For me, mathematics is reasoning, and most of the stats classes I've seen have had no reason whatsoever. It was all memorization and "this is true by definition" when professors didn't know what the background material was.
Statistics can be a great mathematical study, for someone who starts with a strong background in probability and counting.
Aside...
One problem that faces prob/stat is the lack of a good calculus. It's not accidental that most computer algebras don't have probability support, and when they do it's nearly unusable. Consider the following word problem:
"You roll a 6 sided dice. What is the probability that it comes up one?"
Answer: 1/6
"Added information: the evens are twice as heavy (likely to land) as the odds."
Answer: 1/9
An intuitive approach to a calculus of probability breaks the rule: $$\underline{A \vdash B} \\ A \land X \vdash B$$
Furthermore, in complex problems random variables do a poor job of capturing complex propositional dependencies and independencies.
Simple examples can be explained away with intuition, but the point of a calculus is to avoid the need for intution (as far as verification goes anyway). I'm sure my opinion is in the minority, but I still think that there is a lot of good progress that can be make in foundations of prob/stat.
At my university, the departments are separate. While they have a bit of interaction (i.e. we share a restroom on the second floor), there is very little contact between the two departments. This is true from the earliest freshman classes, clear through to professorial research.
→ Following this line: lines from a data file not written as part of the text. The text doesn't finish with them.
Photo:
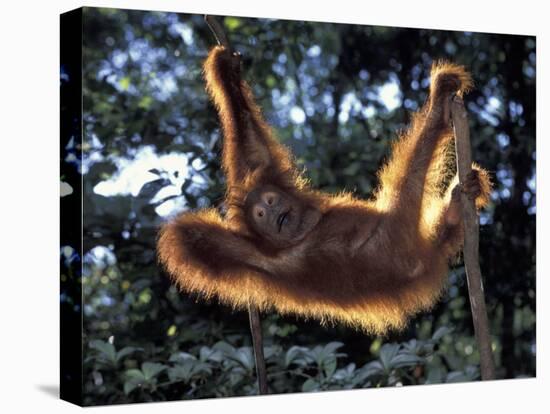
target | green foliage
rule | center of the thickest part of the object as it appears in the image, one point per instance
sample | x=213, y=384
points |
x=145, y=341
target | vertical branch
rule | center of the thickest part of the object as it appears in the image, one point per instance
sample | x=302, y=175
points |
x=257, y=343
x=254, y=314
x=471, y=241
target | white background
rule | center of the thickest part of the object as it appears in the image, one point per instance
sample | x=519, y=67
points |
x=29, y=133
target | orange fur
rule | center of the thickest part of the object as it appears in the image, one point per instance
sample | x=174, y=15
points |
x=368, y=264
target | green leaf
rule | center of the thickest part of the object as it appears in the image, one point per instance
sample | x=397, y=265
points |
x=106, y=349
x=331, y=347
x=435, y=375
x=292, y=354
x=329, y=366
x=126, y=351
x=387, y=353
x=181, y=371
x=310, y=385
x=130, y=385
x=152, y=369
x=233, y=23
x=245, y=357
x=124, y=83
x=145, y=102
x=441, y=332
x=406, y=360
x=135, y=374
x=456, y=376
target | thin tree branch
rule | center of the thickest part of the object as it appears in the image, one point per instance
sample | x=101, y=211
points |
x=471, y=241
x=253, y=312
x=257, y=343
x=218, y=31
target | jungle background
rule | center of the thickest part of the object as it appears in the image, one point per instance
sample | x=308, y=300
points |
x=336, y=95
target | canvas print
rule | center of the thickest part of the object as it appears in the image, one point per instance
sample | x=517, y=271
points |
x=260, y=206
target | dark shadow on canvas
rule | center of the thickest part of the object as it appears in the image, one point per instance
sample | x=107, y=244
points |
x=49, y=389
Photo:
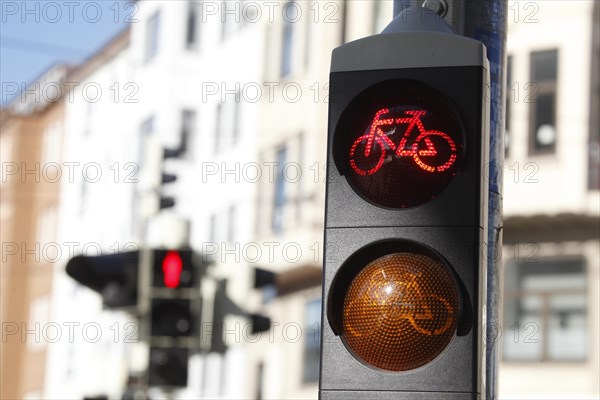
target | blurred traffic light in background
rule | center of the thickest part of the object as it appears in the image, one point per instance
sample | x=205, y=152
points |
x=162, y=288
x=406, y=216
x=114, y=276
x=175, y=305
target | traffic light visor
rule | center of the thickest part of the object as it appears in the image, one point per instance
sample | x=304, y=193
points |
x=400, y=311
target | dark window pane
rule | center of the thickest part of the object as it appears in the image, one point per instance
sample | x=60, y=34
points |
x=279, y=198
x=545, y=311
x=191, y=34
x=286, y=51
x=509, y=100
x=544, y=65
x=310, y=370
x=152, y=31
x=545, y=130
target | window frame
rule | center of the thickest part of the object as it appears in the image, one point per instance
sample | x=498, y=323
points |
x=543, y=87
x=546, y=315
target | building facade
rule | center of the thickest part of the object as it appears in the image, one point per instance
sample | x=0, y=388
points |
x=30, y=140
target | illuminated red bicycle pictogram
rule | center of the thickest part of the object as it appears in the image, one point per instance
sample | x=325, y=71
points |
x=421, y=148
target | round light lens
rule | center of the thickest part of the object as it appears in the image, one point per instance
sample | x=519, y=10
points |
x=400, y=311
x=402, y=144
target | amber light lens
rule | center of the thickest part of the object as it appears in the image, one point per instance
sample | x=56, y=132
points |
x=400, y=311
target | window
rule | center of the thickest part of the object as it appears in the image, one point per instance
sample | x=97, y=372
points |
x=277, y=222
x=192, y=30
x=594, y=132
x=286, y=50
x=509, y=100
x=382, y=15
x=231, y=224
x=212, y=229
x=542, y=116
x=152, y=30
x=310, y=369
x=188, y=133
x=230, y=17
x=227, y=123
x=146, y=129
x=545, y=311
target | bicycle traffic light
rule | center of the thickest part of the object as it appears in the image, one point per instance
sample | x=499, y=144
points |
x=174, y=315
x=406, y=209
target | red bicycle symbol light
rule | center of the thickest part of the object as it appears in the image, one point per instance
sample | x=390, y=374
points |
x=425, y=149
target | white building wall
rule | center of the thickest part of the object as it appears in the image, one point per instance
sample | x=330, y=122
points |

The two departments really do not interact. So while the subject matter may be similar ("numbers"), for all intents and purposes, the two fields might as well be totally separate.
One other thing I note is that to get a math degree at my institution, one needs to take a single stats course. In fact, only one stats course can even be counted towards a degree in math. That is the most they will count. But, the stats department requires multiple math courses to earn a degree (BS) in stats.
My personal view on the matter is that stats is a branch of applied math, much like earning a degree in Korean is a branch of linguistics; but, much of the lingual theory of the latter is avoided in earning the former.